© Reuters. FILE PHOTO: A sign framed by maple leaves is pictured in front of the Bank of Canada building in Ottawa July 17, 2012. REUTERS/Chris Wattie/File Photo
By Promit Mukherjee
OTTAWA (Reuters) -Members of the Bank of Canada’s (BoC) governing council were concerned about cutting borrowing costs too soon amid persistent inflation when they decided to keep the key overnight rate on hold on Jan. 24, minutes published on Wednesday showed.
The policy-setting governing council was “particularly concerned about the persistence of inflation and did not want to lower interest rates prematurely,” the minutes said.
The Bank of Canada (BoC) aims to keep inflation at 2% and has increased its key overnight rate 10 times in 17 months to a 22-year high of 5% to tame inflation.

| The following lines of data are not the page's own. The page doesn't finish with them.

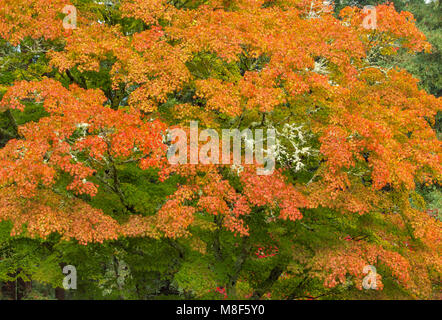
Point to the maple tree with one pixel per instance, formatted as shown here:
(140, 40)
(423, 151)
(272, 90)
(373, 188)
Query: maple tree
(84, 173)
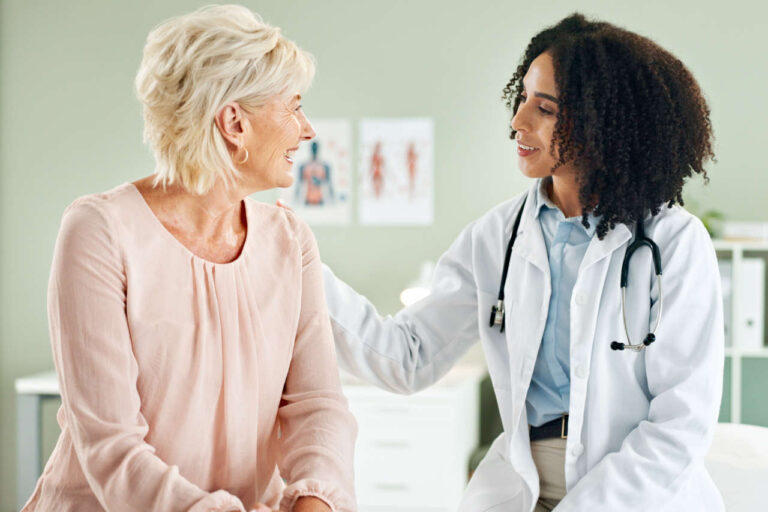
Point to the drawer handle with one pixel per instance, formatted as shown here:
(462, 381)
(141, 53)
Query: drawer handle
(393, 444)
(393, 487)
(394, 410)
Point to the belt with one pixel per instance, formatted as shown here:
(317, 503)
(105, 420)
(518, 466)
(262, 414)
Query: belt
(552, 429)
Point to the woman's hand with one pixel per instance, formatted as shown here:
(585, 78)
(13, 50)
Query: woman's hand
(311, 504)
(303, 504)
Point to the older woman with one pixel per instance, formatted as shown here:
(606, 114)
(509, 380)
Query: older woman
(188, 322)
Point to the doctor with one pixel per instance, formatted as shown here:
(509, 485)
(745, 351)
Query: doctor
(609, 125)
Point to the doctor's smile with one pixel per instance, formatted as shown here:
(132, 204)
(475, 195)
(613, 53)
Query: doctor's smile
(198, 336)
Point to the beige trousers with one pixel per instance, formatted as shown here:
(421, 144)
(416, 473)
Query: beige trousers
(549, 457)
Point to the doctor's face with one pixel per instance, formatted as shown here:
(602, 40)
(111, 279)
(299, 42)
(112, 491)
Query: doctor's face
(535, 118)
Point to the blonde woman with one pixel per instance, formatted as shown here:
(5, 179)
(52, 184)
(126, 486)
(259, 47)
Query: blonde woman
(188, 323)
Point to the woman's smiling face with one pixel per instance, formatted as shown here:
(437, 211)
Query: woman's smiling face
(535, 119)
(275, 131)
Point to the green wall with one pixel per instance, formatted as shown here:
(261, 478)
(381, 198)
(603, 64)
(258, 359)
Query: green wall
(69, 124)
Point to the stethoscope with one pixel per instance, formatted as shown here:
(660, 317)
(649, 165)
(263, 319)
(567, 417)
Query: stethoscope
(497, 311)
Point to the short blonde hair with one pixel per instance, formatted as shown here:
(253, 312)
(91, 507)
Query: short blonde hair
(195, 64)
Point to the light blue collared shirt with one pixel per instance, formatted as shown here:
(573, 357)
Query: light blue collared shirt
(567, 241)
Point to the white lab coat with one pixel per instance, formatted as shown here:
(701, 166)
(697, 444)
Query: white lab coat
(640, 423)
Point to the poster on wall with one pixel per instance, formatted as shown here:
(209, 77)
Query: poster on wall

Shelter price inflation, which includes mortgage interest costs, rent and components related to house prices, remained the biggest contributor to above-target inflation, the minutes said.

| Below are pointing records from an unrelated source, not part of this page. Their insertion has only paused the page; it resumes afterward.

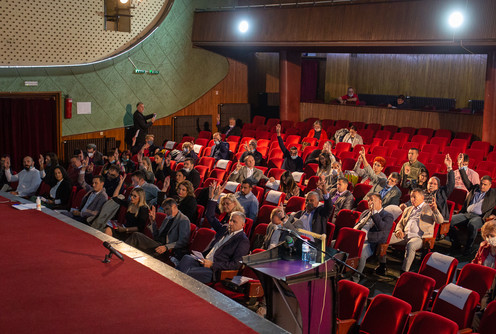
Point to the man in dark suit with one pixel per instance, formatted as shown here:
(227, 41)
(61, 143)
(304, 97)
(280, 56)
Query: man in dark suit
(478, 205)
(230, 130)
(377, 223)
(221, 149)
(173, 234)
(141, 125)
(228, 248)
(314, 218)
(193, 175)
(341, 198)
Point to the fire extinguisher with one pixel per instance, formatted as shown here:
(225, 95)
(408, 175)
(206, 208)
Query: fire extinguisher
(68, 108)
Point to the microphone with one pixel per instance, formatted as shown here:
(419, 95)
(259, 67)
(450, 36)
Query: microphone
(113, 250)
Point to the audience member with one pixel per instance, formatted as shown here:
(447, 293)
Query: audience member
(145, 165)
(318, 133)
(472, 175)
(60, 192)
(370, 175)
(141, 126)
(350, 98)
(400, 103)
(126, 162)
(136, 214)
(248, 171)
(340, 197)
(377, 223)
(227, 249)
(92, 202)
(315, 155)
(487, 250)
(29, 178)
(251, 149)
(352, 137)
(247, 199)
(412, 168)
(47, 167)
(289, 186)
(220, 150)
(173, 235)
(478, 205)
(292, 161)
(230, 130)
(315, 216)
(416, 223)
(193, 175)
(95, 157)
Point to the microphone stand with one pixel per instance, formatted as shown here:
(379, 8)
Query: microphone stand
(322, 237)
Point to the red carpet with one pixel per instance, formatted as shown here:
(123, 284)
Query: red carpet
(52, 280)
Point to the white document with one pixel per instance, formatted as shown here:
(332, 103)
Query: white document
(83, 108)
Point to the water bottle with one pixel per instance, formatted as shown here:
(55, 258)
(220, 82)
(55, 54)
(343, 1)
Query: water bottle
(38, 203)
(305, 252)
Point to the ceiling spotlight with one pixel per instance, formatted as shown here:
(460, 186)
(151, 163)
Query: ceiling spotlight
(455, 20)
(243, 26)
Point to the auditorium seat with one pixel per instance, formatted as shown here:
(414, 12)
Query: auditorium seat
(488, 319)
(415, 289)
(440, 267)
(477, 278)
(426, 322)
(351, 300)
(385, 314)
(456, 303)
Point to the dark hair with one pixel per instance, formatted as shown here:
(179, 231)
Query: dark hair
(99, 177)
(247, 181)
(139, 174)
(487, 177)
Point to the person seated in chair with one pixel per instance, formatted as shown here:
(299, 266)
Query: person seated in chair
(417, 222)
(478, 206)
(231, 129)
(220, 150)
(251, 149)
(377, 223)
(226, 251)
(247, 172)
(292, 161)
(172, 235)
(341, 198)
(29, 178)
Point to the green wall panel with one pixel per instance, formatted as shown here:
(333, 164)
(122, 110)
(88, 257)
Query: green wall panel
(186, 73)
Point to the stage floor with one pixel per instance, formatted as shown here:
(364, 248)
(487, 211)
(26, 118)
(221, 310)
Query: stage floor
(53, 280)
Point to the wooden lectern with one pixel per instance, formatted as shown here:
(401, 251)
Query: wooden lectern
(301, 297)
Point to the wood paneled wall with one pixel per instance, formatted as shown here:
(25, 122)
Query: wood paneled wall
(402, 118)
(232, 89)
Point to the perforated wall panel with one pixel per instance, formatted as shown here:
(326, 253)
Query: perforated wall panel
(41, 32)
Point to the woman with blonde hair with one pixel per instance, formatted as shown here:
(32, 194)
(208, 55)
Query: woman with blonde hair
(136, 215)
(487, 250)
(227, 204)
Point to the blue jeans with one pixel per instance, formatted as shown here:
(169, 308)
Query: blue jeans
(192, 267)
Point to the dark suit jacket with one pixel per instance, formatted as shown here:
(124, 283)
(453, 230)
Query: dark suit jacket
(229, 255)
(345, 201)
(236, 131)
(220, 151)
(320, 217)
(383, 222)
(140, 123)
(489, 201)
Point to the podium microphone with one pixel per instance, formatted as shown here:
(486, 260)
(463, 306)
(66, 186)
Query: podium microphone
(113, 251)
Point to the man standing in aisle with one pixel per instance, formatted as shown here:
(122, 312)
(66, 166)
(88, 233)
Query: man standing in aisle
(141, 126)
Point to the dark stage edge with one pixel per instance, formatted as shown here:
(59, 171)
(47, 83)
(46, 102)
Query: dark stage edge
(216, 299)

“Members expressed concern that, going forward, shelter price inflation would continue to keep overall inflation elevated,” the summary of deliberations said.
The governing council was worried that if the housing market rebounded more than expected in the spring of 2024, shelter inflation could keep inflation materially above the target even while other price pressures abated, the minutes said.
“Bank of Canada cannot ignore shelter costs … and they know if shelter costs did not moderate, they would need to remain restricted for longer,” said Andrew Kelvin, chief Canada strategist at TD Securities.
He said the deliberations at the governing council meeting seem to point to that.
Canada’s shelter costs, which account for over a quarter of its CPI basket, rose 6% in December year on year even as the overall inflation figure came in at 3.4%.
Governor Tiff Macklem, while addressing a press conference at the Montreal Council of Foreign Relations on Tuesday, said the BoC expects a modest increase in prices in housing in 2024 and that was built into its forecasts.
The minutes showed that the BoC was also fretting about an increase in wages amid zero productivity growth, which could have further inflationary pressures. Wages have been growing between 4% and 5% annually.
“Members expected wage growth to moderate gradually,” the minutes said.
The central bank also sees risk to growth, as restrictive monetary policy could impact consumer spending and cause a marked contraction in economic activity, forcing the BoC to ease interest rates “earlier and more quickly than anticipated.”
A raft of recent data where some indicators suggest inflation is easing even as shelter and food costs remain elevated has left policymakers in “wait-and-see mode,” said Royce Mendes, head of macro strategy for Desjardins Group.
The governing council minutes showed that they agreed that the current rise in the overnight interest rate above the policy rate target was primarily because of an increased demand for government bonds.